It’s testament to Anna that this book is FULL of recipes (nearly three times that normally included in a common cookbook) and each one makes you dwell on the page; beet salad with orange blossom water and curd cheese, buttery aubergines with toasted couscous, red cabbage and juniper sauerkraut, summer pudding… Apple, rye and walnut bundt! Marvellous.
The Last Bite by Anna Higham
Why is it that when our sweet tooth has lured us into the kitchen it never occurs to us to approach whatever it is we’re making in the same way we would something savoury? Rarely do I consider making a mid-week pudding, nor do I reach for the salt, pepper, oil or vinegar to season a bowl of something sweet (well, now I think of little else when sugar is nearby thanks to Anna Higham’s writing). This book details a new approach to making desserts through the year and one that will truly change the way you cook.
The Last Bite, referring to the final moments of a meal, is a deep-dive into seasonal produce (through the lens of pudding!) and exactly how to use it. It’s extremely clever, incredibly detailed and wonderfully approachable all at the same time. It’s a bible for professional chefs and home cooks alike and has taught me more about cooking than any other book I own. It will teach you how to source an ingredient - and to tell the difference between good and extraordinary examples of them - and make them taste infinitely more of themselves. Always a special proposition.
There’s a recipe for rhubarb juice, compote, granita, powder (later used for a sherbet-like sugar) and rhubarb chewies. It’ll expand your perception of what can be done with an ingredient, and guide you through every step therein. It’s worth buying just for the rice pudding recipe. If I encounter an ingredient for the first time (or really crave rice pudding), The Last Bite is what I reach for.
You can listen to a podcast I recorded with Anna on the publication of this book. She talks about how she wrote it alongside cooking full-time and where the recipes came from while we pick magnolia together in Hyde Park. You can also taste many of these recipes IRL, at her bakery, Quince.
Fern Verrow by Jane Scotter and Harry Astley
Of all the books on this short list, this is the one I struggle to find on fellow cook’s shelves - and I have no idea why. Opening it’s pages is like tumbling onto the very pasture of the book’s eponymous 16-acre farm in Herefordshire. In the depths of winter when I long to remember what spring and summer feel like, the photography in Fern Verrow (by Tessa Traeger) is as close as I can get to smelling scrunched herbs and feeling the sun on my back.
The book is split into four seasons and the pages lead you through each one - not just with recipes but with beautifully-written stories and guides that give you a true feeling for this biodynamic farm’s character.

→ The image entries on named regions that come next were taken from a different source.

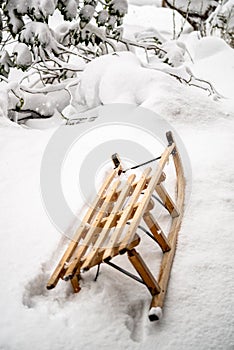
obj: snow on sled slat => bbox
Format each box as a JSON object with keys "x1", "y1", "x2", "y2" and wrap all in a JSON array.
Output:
[
  {"x1": 47, "y1": 132, "x2": 185, "y2": 321},
  {"x1": 47, "y1": 168, "x2": 119, "y2": 289}
]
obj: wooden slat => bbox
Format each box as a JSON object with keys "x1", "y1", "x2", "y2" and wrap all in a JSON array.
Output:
[
  {"x1": 83, "y1": 174, "x2": 136, "y2": 269},
  {"x1": 118, "y1": 143, "x2": 175, "y2": 253},
  {"x1": 47, "y1": 168, "x2": 119, "y2": 289},
  {"x1": 63, "y1": 180, "x2": 121, "y2": 280},
  {"x1": 155, "y1": 184, "x2": 179, "y2": 218},
  {"x1": 128, "y1": 249, "x2": 160, "y2": 295},
  {"x1": 151, "y1": 131, "x2": 186, "y2": 308},
  {"x1": 143, "y1": 212, "x2": 171, "y2": 253},
  {"x1": 103, "y1": 172, "x2": 166, "y2": 199},
  {"x1": 103, "y1": 168, "x2": 152, "y2": 260}
]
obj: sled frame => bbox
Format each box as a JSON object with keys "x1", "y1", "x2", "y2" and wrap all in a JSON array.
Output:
[{"x1": 47, "y1": 131, "x2": 185, "y2": 321}]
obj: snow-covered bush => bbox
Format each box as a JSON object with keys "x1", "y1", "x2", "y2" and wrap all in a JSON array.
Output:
[
  {"x1": 0, "y1": 0, "x2": 128, "y2": 77},
  {"x1": 207, "y1": 0, "x2": 234, "y2": 48}
]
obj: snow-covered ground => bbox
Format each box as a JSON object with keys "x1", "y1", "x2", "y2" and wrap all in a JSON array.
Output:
[{"x1": 0, "y1": 1, "x2": 234, "y2": 350}]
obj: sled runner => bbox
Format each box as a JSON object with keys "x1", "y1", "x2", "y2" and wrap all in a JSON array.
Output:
[{"x1": 47, "y1": 132, "x2": 185, "y2": 321}]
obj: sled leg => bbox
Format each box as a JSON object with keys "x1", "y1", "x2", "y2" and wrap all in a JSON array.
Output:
[{"x1": 128, "y1": 249, "x2": 160, "y2": 295}]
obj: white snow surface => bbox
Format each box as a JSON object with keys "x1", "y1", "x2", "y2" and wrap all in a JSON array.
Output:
[{"x1": 0, "y1": 2, "x2": 234, "y2": 350}]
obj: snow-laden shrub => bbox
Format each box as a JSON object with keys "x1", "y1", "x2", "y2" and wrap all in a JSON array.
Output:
[{"x1": 207, "y1": 0, "x2": 234, "y2": 48}]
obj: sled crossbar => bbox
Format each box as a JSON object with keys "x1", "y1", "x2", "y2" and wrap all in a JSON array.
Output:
[{"x1": 47, "y1": 131, "x2": 185, "y2": 320}]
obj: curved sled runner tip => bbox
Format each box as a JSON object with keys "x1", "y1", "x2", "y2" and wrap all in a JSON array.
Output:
[{"x1": 148, "y1": 306, "x2": 163, "y2": 321}]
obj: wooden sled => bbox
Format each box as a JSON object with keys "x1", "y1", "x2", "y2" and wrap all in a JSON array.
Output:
[{"x1": 47, "y1": 132, "x2": 185, "y2": 321}]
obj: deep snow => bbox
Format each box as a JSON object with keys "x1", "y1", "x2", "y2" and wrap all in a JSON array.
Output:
[{"x1": 0, "y1": 2, "x2": 234, "y2": 350}]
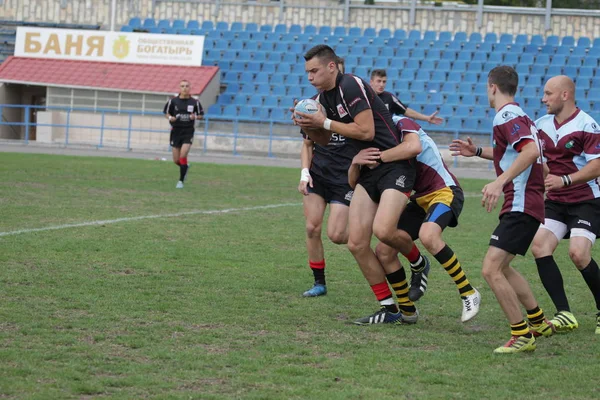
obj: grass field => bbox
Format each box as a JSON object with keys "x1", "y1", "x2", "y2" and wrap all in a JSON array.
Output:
[{"x1": 0, "y1": 153, "x2": 600, "y2": 400}]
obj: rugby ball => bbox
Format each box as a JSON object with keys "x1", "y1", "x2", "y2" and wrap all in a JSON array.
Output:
[{"x1": 294, "y1": 99, "x2": 319, "y2": 119}]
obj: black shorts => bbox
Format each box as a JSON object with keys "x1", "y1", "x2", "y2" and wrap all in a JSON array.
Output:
[
  {"x1": 170, "y1": 128, "x2": 194, "y2": 149},
  {"x1": 306, "y1": 175, "x2": 354, "y2": 206},
  {"x1": 398, "y1": 186, "x2": 465, "y2": 240},
  {"x1": 357, "y1": 161, "x2": 416, "y2": 204},
  {"x1": 490, "y1": 212, "x2": 540, "y2": 256},
  {"x1": 544, "y1": 199, "x2": 600, "y2": 238}
]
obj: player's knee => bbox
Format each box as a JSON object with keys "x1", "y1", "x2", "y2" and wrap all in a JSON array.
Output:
[
  {"x1": 348, "y1": 240, "x2": 371, "y2": 254},
  {"x1": 373, "y1": 225, "x2": 397, "y2": 243},
  {"x1": 569, "y1": 248, "x2": 591, "y2": 269},
  {"x1": 306, "y1": 221, "x2": 321, "y2": 238},
  {"x1": 419, "y1": 230, "x2": 444, "y2": 254},
  {"x1": 375, "y1": 243, "x2": 397, "y2": 265},
  {"x1": 327, "y1": 231, "x2": 348, "y2": 244}
]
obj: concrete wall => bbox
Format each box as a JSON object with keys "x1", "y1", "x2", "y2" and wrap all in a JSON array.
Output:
[{"x1": 0, "y1": 0, "x2": 600, "y2": 38}]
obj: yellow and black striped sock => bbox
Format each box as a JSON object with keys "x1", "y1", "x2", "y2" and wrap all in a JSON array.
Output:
[
  {"x1": 434, "y1": 245, "x2": 475, "y2": 297},
  {"x1": 510, "y1": 320, "x2": 531, "y2": 337},
  {"x1": 385, "y1": 267, "x2": 417, "y2": 315},
  {"x1": 527, "y1": 306, "x2": 546, "y2": 326}
]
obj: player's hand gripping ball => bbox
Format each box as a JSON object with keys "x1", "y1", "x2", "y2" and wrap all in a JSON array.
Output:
[{"x1": 294, "y1": 99, "x2": 319, "y2": 119}]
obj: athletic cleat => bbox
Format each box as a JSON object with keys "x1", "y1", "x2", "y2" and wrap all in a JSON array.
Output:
[
  {"x1": 408, "y1": 255, "x2": 431, "y2": 301},
  {"x1": 302, "y1": 283, "x2": 327, "y2": 297},
  {"x1": 460, "y1": 289, "x2": 481, "y2": 322},
  {"x1": 494, "y1": 336, "x2": 536, "y2": 354},
  {"x1": 550, "y1": 311, "x2": 579, "y2": 333},
  {"x1": 529, "y1": 318, "x2": 556, "y2": 337},
  {"x1": 354, "y1": 307, "x2": 402, "y2": 325},
  {"x1": 354, "y1": 307, "x2": 419, "y2": 325}
]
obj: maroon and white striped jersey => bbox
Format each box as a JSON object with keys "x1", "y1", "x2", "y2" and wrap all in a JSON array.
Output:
[{"x1": 535, "y1": 108, "x2": 600, "y2": 203}]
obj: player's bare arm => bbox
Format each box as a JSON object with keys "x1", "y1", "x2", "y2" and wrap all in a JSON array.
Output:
[
  {"x1": 348, "y1": 147, "x2": 381, "y2": 189},
  {"x1": 298, "y1": 139, "x2": 313, "y2": 196},
  {"x1": 296, "y1": 109, "x2": 375, "y2": 144},
  {"x1": 404, "y1": 107, "x2": 444, "y2": 125},
  {"x1": 449, "y1": 137, "x2": 494, "y2": 160},
  {"x1": 481, "y1": 140, "x2": 540, "y2": 212},
  {"x1": 381, "y1": 132, "x2": 423, "y2": 162},
  {"x1": 544, "y1": 158, "x2": 600, "y2": 190}
]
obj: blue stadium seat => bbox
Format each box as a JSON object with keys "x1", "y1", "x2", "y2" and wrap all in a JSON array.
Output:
[
  {"x1": 451, "y1": 60, "x2": 467, "y2": 73},
  {"x1": 129, "y1": 17, "x2": 142, "y2": 28},
  {"x1": 577, "y1": 36, "x2": 592, "y2": 47},
  {"x1": 546, "y1": 35, "x2": 560, "y2": 46},
  {"x1": 423, "y1": 31, "x2": 437, "y2": 42},
  {"x1": 515, "y1": 34, "x2": 529, "y2": 46},
  {"x1": 216, "y1": 21, "x2": 229, "y2": 31},
  {"x1": 454, "y1": 32, "x2": 467, "y2": 42},
  {"x1": 378, "y1": 28, "x2": 392, "y2": 39},
  {"x1": 438, "y1": 31, "x2": 452, "y2": 43},
  {"x1": 500, "y1": 33, "x2": 513, "y2": 44},
  {"x1": 201, "y1": 21, "x2": 215, "y2": 31},
  {"x1": 483, "y1": 32, "x2": 496, "y2": 43},
  {"x1": 579, "y1": 66, "x2": 597, "y2": 79},
  {"x1": 394, "y1": 29, "x2": 407, "y2": 40},
  {"x1": 560, "y1": 36, "x2": 575, "y2": 47},
  {"x1": 529, "y1": 35, "x2": 544, "y2": 46},
  {"x1": 274, "y1": 24, "x2": 287, "y2": 33},
  {"x1": 156, "y1": 19, "x2": 170, "y2": 29},
  {"x1": 142, "y1": 18, "x2": 156, "y2": 29},
  {"x1": 288, "y1": 24, "x2": 302, "y2": 35},
  {"x1": 408, "y1": 29, "x2": 421, "y2": 40},
  {"x1": 456, "y1": 51, "x2": 473, "y2": 62}
]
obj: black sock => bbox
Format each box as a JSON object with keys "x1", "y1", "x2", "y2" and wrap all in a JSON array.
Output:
[
  {"x1": 535, "y1": 256, "x2": 571, "y2": 312},
  {"x1": 179, "y1": 164, "x2": 187, "y2": 182},
  {"x1": 579, "y1": 258, "x2": 600, "y2": 310}
]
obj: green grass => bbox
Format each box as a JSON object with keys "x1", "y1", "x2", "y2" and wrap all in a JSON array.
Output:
[{"x1": 0, "y1": 153, "x2": 600, "y2": 400}]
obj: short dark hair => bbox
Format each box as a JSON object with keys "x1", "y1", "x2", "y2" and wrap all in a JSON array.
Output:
[
  {"x1": 335, "y1": 57, "x2": 346, "y2": 74},
  {"x1": 488, "y1": 65, "x2": 519, "y2": 96},
  {"x1": 371, "y1": 69, "x2": 387, "y2": 79},
  {"x1": 304, "y1": 44, "x2": 339, "y2": 63}
]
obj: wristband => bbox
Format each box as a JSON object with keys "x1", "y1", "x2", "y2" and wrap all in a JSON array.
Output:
[{"x1": 300, "y1": 168, "x2": 310, "y2": 182}]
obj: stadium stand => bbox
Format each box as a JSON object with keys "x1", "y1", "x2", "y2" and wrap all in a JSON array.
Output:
[{"x1": 57, "y1": 18, "x2": 600, "y2": 133}]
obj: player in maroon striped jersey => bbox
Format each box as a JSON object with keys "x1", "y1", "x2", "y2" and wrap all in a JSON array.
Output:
[
  {"x1": 450, "y1": 66, "x2": 553, "y2": 354},
  {"x1": 531, "y1": 76, "x2": 600, "y2": 335}
]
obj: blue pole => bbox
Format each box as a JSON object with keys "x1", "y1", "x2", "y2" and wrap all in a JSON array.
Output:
[
  {"x1": 98, "y1": 111, "x2": 105, "y2": 148},
  {"x1": 268, "y1": 120, "x2": 273, "y2": 157},
  {"x1": 127, "y1": 113, "x2": 132, "y2": 151},
  {"x1": 202, "y1": 117, "x2": 208, "y2": 153},
  {"x1": 233, "y1": 119, "x2": 239, "y2": 156},
  {"x1": 25, "y1": 106, "x2": 31, "y2": 144},
  {"x1": 65, "y1": 110, "x2": 71, "y2": 146}
]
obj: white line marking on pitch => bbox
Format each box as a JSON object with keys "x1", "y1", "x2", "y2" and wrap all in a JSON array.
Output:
[{"x1": 0, "y1": 203, "x2": 302, "y2": 237}]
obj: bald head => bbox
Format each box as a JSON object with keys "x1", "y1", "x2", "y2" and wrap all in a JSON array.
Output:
[
  {"x1": 542, "y1": 75, "x2": 575, "y2": 115},
  {"x1": 546, "y1": 75, "x2": 575, "y2": 99}
]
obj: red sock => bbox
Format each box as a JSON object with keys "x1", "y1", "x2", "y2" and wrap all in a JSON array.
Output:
[
  {"x1": 402, "y1": 243, "x2": 421, "y2": 264},
  {"x1": 308, "y1": 259, "x2": 327, "y2": 285}
]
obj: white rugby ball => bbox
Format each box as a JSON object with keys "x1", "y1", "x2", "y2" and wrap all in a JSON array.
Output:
[{"x1": 294, "y1": 99, "x2": 319, "y2": 119}]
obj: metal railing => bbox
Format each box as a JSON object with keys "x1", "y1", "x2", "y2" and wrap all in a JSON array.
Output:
[{"x1": 0, "y1": 104, "x2": 491, "y2": 166}]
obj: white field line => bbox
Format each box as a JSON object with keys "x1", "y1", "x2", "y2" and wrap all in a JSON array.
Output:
[
  {"x1": 0, "y1": 193, "x2": 488, "y2": 237},
  {"x1": 0, "y1": 203, "x2": 302, "y2": 237}
]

Almost 10 years ago, when I first read-through the book, it was one of these guides that helped me plant my very first collection of herbs and flowers; valerian, lemon balm, fennel, sweet cicely and lemon thyme - all grown on the guidance of these authors, for their flavour and fragrance when brewed as a tea or tisane.
Whether you’re hungry for guidance in the kitchen or garden, the pages here are brimming with information. In this past month I have flicked-through thoughts on making compost, notes on varieties of radicchio to grow this year, a recipe for rhubarb cordial and a number of recipes for those first few blooms of elderflower (there’s a cake I have my eye on). In whatever month this book may eventually find you, it’ll give you guidance for the present and much excitement for the future.
i love cooking seasonally and i love your selection! to be honest the last cookbook i didn’t know neither. So thank you for the great recommendation!
I love eating with the seasons. It makes sense so much in terms of both flavour and sustainability.
Fern Verrow sounds like a wonderful book. I will seek it out.